Non sono attrattive per i talenti perché non sanno valorizzarli, perché non hanno quasi mai un piano – carriera, non hanno quasi mai un piano di formazione permanente del personale.

Non c’è meritocrazia
. A differenza delle grandi famiglie continentali europee che hanno mantenuto la proprietà dell’impresa e l’hanno separata dalla gestione affidandola ai migliori manager esterni, nell’impresa italiana la meritocrazia non è gestita.
Si entra in azienda per diritto di successione e si assumono spesso ruoli che sono strategici senza le opportune competenze.
Non viene nemmeno presa in considerazione l’opzione di valutare le competenze di chi entra: si entra per diritto e basta.
I risultati sono chiari: siamo il paese con la maggiore problematicità nel passaggio generazionale, anzi, che discute ancora del passaggio generazionale.

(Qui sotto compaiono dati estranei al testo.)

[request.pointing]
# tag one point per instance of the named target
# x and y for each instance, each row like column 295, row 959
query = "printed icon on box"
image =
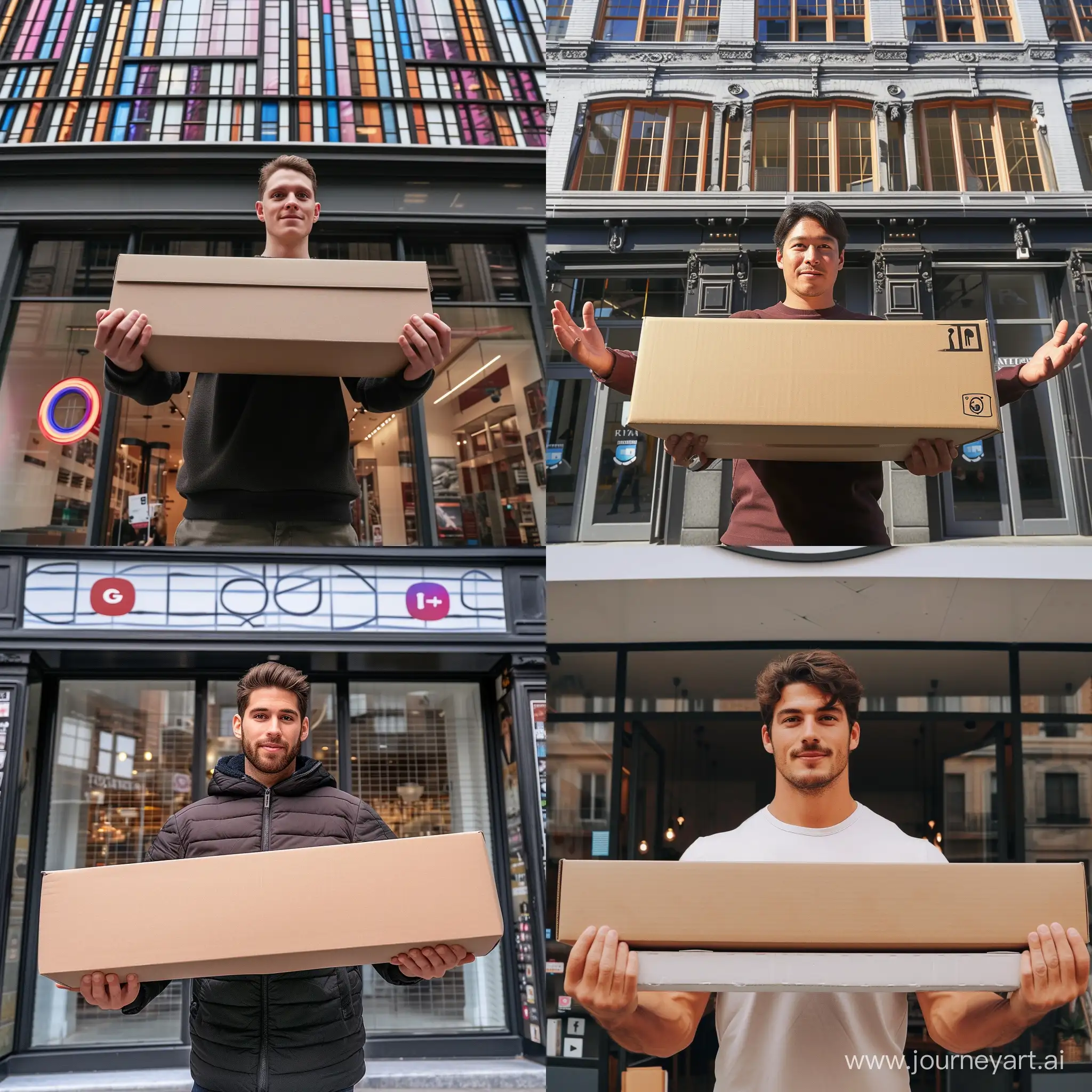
column 965, row 339
column 977, row 405
column 113, row 597
column 428, row 602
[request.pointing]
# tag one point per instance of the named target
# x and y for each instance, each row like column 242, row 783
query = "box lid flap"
column 316, row 274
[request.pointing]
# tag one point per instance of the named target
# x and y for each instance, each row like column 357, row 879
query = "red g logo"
column 113, row 597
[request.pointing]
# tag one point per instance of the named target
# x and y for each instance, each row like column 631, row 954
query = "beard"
column 815, row 781
column 270, row 764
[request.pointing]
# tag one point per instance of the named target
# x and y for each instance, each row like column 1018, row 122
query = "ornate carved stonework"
column 735, row 52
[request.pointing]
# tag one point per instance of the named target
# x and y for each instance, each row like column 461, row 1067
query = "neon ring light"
column 47, row 421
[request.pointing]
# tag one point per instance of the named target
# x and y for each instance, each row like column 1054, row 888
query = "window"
column 1068, row 20
column 812, row 21
column 661, row 20
column 645, row 147
column 348, row 71
column 980, row 147
column 814, row 149
column 557, row 19
column 959, row 20
column 593, row 798
column 1062, row 798
column 417, row 757
column 123, row 767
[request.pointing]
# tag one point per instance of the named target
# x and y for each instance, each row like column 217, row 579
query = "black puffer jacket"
column 301, row 1032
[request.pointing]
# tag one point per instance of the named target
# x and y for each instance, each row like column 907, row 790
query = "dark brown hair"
column 274, row 674
column 832, row 223
column 826, row 671
column 285, row 163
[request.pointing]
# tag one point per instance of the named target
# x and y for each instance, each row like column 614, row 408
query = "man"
column 301, row 1032
column 780, row 504
column 267, row 459
column 805, row 1041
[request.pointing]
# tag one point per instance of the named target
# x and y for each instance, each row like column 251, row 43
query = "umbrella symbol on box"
column 428, row 602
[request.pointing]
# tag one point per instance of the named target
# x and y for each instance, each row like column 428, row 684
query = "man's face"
column 288, row 208
column 810, row 259
column 271, row 730
column 810, row 738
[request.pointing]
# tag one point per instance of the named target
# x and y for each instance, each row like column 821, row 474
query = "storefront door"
column 1018, row 483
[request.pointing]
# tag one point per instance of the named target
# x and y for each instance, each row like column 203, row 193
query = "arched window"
column 980, row 147
column 810, row 20
column 660, row 20
column 810, row 147
column 645, row 147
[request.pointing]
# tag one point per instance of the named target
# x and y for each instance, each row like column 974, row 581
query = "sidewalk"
column 498, row 1075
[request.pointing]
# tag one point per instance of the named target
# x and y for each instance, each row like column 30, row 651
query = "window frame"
column 831, row 18
column 619, row 172
column 976, row 18
column 832, row 154
column 953, row 105
column 643, row 23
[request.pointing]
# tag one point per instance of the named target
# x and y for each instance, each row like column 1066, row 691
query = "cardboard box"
column 768, row 906
column 353, row 904
column 272, row 316
column 645, row 1079
column 806, row 391
column 828, row 972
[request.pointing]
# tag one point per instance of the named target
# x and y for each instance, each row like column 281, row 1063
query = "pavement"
column 497, row 1075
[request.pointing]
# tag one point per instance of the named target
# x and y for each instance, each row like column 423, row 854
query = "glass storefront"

La selezione del personale spesso avviene più per “simpatia” che per una valutazione attenta  e specifica. Spesso che seleziona il personale non ne conosce nemmeno le basi. La maggior parte delle PMI non hanno nemmeno un mansionario chiaro: assumono ma il ruolo è modificato di volta in volta.

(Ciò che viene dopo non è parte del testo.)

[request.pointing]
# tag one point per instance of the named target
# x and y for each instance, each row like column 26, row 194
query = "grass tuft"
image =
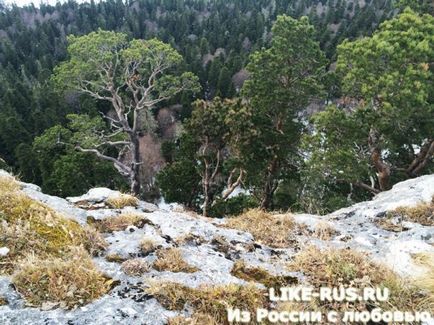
column 70, row 281
column 171, row 260
column 135, row 267
column 209, row 303
column 195, row 319
column 115, row 258
column 147, row 246
column 122, row 201
column 28, row 225
column 325, row 231
column 256, row 274
column 272, row 230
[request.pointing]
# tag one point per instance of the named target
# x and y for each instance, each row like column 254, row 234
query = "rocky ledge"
column 210, row 249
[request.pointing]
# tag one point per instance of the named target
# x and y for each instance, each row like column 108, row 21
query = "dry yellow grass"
column 28, row 225
column 115, row 258
column 272, row 230
column 325, row 231
column 171, row 260
column 70, row 281
column 344, row 267
column 147, row 245
column 135, row 267
column 3, row 301
column 119, row 223
column 209, row 303
column 256, row 274
column 122, row 201
column 195, row 319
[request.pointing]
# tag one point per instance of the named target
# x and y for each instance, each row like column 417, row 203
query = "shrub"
column 122, row 201
column 135, row 267
column 171, row 260
column 209, row 303
column 325, row 231
column 422, row 213
column 70, row 281
column 147, row 245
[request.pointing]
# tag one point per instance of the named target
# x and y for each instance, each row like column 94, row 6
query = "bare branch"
column 126, row 170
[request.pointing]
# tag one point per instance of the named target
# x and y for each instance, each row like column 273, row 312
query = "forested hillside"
column 203, row 133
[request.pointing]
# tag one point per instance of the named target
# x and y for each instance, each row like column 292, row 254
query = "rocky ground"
column 200, row 242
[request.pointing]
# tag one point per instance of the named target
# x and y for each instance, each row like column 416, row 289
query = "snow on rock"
column 95, row 195
column 213, row 250
column 4, row 251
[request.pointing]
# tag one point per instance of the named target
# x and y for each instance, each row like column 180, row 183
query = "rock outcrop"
column 213, row 249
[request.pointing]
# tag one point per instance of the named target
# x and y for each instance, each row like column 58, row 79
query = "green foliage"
column 66, row 172
column 420, row 6
column 283, row 80
column 233, row 206
column 209, row 150
column 388, row 82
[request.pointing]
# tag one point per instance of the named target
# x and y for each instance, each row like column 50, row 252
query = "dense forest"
column 219, row 105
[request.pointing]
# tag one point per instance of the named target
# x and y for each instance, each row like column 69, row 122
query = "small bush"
column 325, row 231
column 70, row 281
column 95, row 242
column 147, row 246
column 135, row 267
column 122, row 201
column 120, row 222
column 209, row 302
column 272, row 230
column 171, row 260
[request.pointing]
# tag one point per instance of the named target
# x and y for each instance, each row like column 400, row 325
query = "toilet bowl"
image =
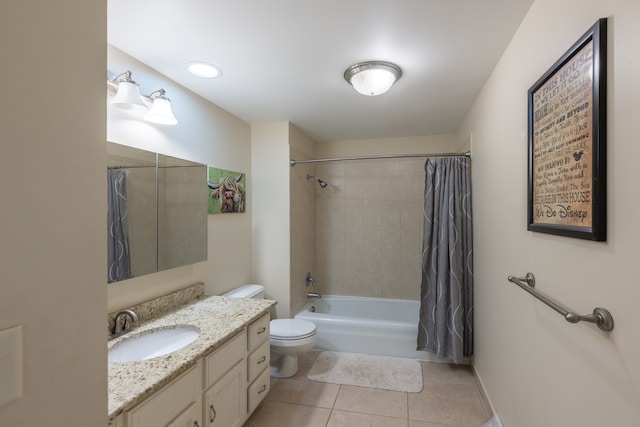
column 287, row 337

La PMI scimmiotta spesso le grandi imprese ma ne prende solo gli aspetti parziali, simbolici e non riesce a calarsi nella propria realtà.

Basti pensare ai budget annuali per gli investimenti: un metodo ormai assurdo considerando che il mercato, i clienti, i prodotti hanno una stagionalità poco più che mensile.
Eppure si fanno per “tradizione” i budget a fine anno senza considerare quello che succederà nell’anno successivo.

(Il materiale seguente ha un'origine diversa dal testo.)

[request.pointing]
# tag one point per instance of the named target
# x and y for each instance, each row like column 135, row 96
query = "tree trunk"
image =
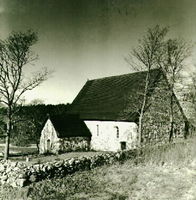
column 7, row 139
column 143, row 108
column 37, row 144
column 171, row 118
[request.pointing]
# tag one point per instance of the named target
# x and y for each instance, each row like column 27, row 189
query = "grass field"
column 21, row 153
column 167, row 173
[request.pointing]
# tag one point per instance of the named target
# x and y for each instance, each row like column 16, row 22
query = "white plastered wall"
column 48, row 133
column 104, row 135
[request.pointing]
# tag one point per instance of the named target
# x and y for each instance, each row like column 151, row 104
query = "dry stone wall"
column 18, row 174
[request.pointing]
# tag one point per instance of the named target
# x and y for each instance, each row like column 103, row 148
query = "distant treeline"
column 29, row 121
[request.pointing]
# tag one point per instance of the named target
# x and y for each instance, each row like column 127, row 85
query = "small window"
column 117, row 131
column 97, row 130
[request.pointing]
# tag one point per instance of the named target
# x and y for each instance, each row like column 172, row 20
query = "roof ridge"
column 137, row 72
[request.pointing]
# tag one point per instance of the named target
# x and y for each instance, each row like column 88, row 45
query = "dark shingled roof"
column 110, row 98
column 69, row 126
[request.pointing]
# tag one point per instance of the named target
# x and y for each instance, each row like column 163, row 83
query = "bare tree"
column 144, row 57
column 171, row 61
column 15, row 55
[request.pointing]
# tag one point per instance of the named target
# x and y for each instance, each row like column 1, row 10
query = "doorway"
column 123, row 145
column 48, row 145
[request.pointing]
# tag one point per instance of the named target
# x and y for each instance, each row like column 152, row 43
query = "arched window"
column 117, row 131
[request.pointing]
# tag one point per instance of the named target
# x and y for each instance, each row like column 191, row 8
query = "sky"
column 87, row 39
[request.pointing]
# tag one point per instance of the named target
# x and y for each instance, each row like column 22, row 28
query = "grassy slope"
column 159, row 174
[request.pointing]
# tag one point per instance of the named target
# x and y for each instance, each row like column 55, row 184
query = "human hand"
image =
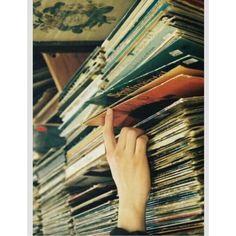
column 129, row 167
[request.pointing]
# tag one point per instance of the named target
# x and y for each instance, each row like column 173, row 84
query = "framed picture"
column 65, row 24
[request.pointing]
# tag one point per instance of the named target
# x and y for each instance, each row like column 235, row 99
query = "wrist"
column 131, row 215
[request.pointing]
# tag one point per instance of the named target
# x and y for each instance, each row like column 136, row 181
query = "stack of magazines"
column 55, row 211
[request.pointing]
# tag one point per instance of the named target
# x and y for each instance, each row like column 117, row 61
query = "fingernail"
column 109, row 111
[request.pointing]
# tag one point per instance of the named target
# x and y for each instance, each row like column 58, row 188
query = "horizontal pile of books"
column 150, row 72
column 55, row 211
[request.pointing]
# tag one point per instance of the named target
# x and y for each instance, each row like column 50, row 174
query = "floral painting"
column 76, row 20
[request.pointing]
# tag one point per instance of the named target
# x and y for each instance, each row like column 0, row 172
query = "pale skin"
column 130, row 170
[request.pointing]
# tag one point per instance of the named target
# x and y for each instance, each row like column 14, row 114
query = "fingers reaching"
column 131, row 142
column 141, row 145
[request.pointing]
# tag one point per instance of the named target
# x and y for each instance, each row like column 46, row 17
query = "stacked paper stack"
column 55, row 210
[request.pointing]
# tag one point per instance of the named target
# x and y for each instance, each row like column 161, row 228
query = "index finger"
column 108, row 133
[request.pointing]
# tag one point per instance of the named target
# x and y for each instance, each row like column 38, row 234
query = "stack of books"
column 94, row 209
column 150, row 72
column 176, row 156
column 55, row 211
column 37, row 221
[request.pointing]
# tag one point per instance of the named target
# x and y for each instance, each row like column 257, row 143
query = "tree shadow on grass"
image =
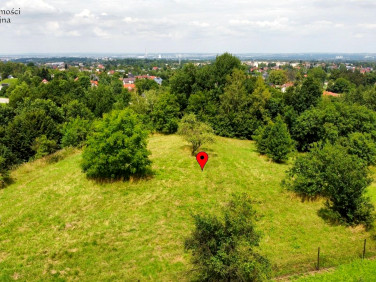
column 131, row 179
column 5, row 182
column 188, row 148
column 330, row 217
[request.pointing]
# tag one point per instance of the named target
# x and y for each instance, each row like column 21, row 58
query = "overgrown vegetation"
column 195, row 132
column 117, row 147
column 342, row 178
column 223, row 248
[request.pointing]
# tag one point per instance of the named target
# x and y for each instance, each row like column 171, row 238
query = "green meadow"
column 55, row 224
column 358, row 270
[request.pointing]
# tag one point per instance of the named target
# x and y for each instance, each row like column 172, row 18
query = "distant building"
column 158, row 80
column 328, row 93
column 286, row 85
column 4, row 100
column 129, row 86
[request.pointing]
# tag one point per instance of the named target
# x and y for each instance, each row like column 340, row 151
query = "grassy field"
column 358, row 270
column 56, row 224
column 10, row 81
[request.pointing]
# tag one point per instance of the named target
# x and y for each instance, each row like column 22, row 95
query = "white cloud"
column 26, row 6
column 368, row 25
column 199, row 25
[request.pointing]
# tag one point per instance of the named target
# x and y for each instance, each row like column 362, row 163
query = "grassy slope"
column 56, row 223
column 356, row 271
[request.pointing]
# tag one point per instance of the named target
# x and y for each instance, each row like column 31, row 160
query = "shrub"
column 117, row 147
column 361, row 145
column 75, row 132
column 195, row 132
column 6, row 161
column 44, row 146
column 261, row 138
column 341, row 178
column 274, row 140
column 165, row 113
column 223, row 247
column 279, row 142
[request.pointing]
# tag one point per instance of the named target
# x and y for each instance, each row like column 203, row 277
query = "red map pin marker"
column 202, row 158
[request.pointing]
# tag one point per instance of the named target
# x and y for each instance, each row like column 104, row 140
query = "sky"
column 194, row 26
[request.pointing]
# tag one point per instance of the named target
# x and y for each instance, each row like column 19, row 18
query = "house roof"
column 328, row 93
column 129, row 86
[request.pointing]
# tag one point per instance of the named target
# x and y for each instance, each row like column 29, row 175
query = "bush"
column 75, row 132
column 279, row 142
column 117, row 147
column 341, row 178
column 261, row 138
column 361, row 145
column 195, row 132
column 6, row 161
column 223, row 247
column 44, row 146
column 274, row 140
column 165, row 113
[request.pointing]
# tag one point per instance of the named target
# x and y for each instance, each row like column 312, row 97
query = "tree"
column 6, row 161
column 307, row 95
column 195, row 132
column 341, row 85
column 75, row 132
column 274, row 140
column 361, row 145
column 223, row 248
column 143, row 85
column 117, row 147
column 76, row 109
column 44, row 146
column 317, row 73
column 278, row 77
column 330, row 171
column 18, row 95
column 165, row 114
column 224, row 65
column 35, row 118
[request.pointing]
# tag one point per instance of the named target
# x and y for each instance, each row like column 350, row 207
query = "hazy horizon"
column 178, row 26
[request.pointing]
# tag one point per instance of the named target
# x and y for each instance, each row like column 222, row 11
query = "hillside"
column 55, row 223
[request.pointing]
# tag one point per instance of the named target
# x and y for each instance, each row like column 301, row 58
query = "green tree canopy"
column 117, row 148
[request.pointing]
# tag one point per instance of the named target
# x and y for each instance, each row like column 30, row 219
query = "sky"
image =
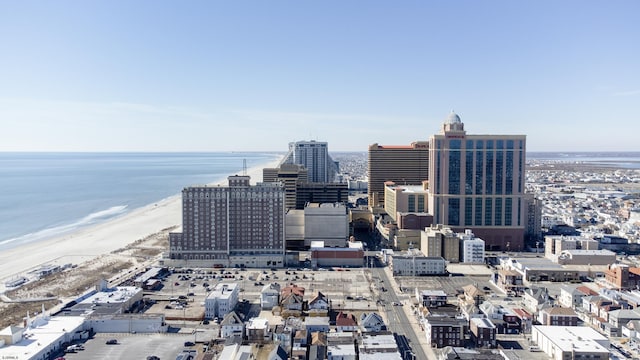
column 255, row 75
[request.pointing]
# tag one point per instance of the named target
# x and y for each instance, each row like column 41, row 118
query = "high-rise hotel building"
column 235, row 225
column 403, row 165
column 314, row 156
column 477, row 182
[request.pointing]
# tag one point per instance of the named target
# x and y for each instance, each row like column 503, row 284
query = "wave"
column 90, row 219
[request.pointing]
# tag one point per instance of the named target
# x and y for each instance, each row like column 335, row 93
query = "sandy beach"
column 89, row 243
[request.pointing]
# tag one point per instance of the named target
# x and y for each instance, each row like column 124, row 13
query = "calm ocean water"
column 48, row 194
column 623, row 160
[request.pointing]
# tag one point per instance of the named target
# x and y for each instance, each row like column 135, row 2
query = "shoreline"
column 86, row 244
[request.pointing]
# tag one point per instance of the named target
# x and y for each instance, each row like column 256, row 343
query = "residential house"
column 510, row 281
column 558, row 316
column 341, row 345
column 283, row 335
column 431, row 298
column 619, row 318
column 316, row 323
column 292, row 304
column 299, row 347
column 444, row 331
column 278, row 353
column 257, row 330
column 483, row 333
column 526, row 319
column 534, row 298
column 570, row 296
column 631, row 330
column 318, row 346
column 473, row 294
column 380, row 345
column 319, row 305
column 270, row 296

Le PMI navigano a vista. Quando si chiede agli imprenditori cosa si prospetta nel loro futuro, come sarà la loro azienda tra 5 anni nella migliore delle ipotesi danno delle risposte banali ma realmente non lo sanno.
Non si fissano obiettivi, vivono alla giornata, navigano a vista, cercano opportunità contingenti.

Questo poteva andare bene in un mercato in crescita, non in recessione.

Fare impresa in Italia

Fare impresa in Italia è più difficile che in altri paesi per una serie di motivi che brevemente elenchiamo:

La burocrazia creata nel dopoguerra in Italia, unitamente alla irresponsabilità della pubblica amministrazione ha raggiunto livelli intollerabili per un paese moderno e occidentale.
La burocrazia è autoreferente, non crea possibilità di dialogo con lì’impresa e il cittadino. Un sistema di garanzie esasperato, sindacale e personale, pone i pubblici dipendenti nella condizione di non poter mai essere ne valutati ne giudicati.
Il risultato è una situazione di assoluto immobilismo: nessuno si muove nell’interesse dell’ente e dei cittadini ma solo per evitare di commettere errori.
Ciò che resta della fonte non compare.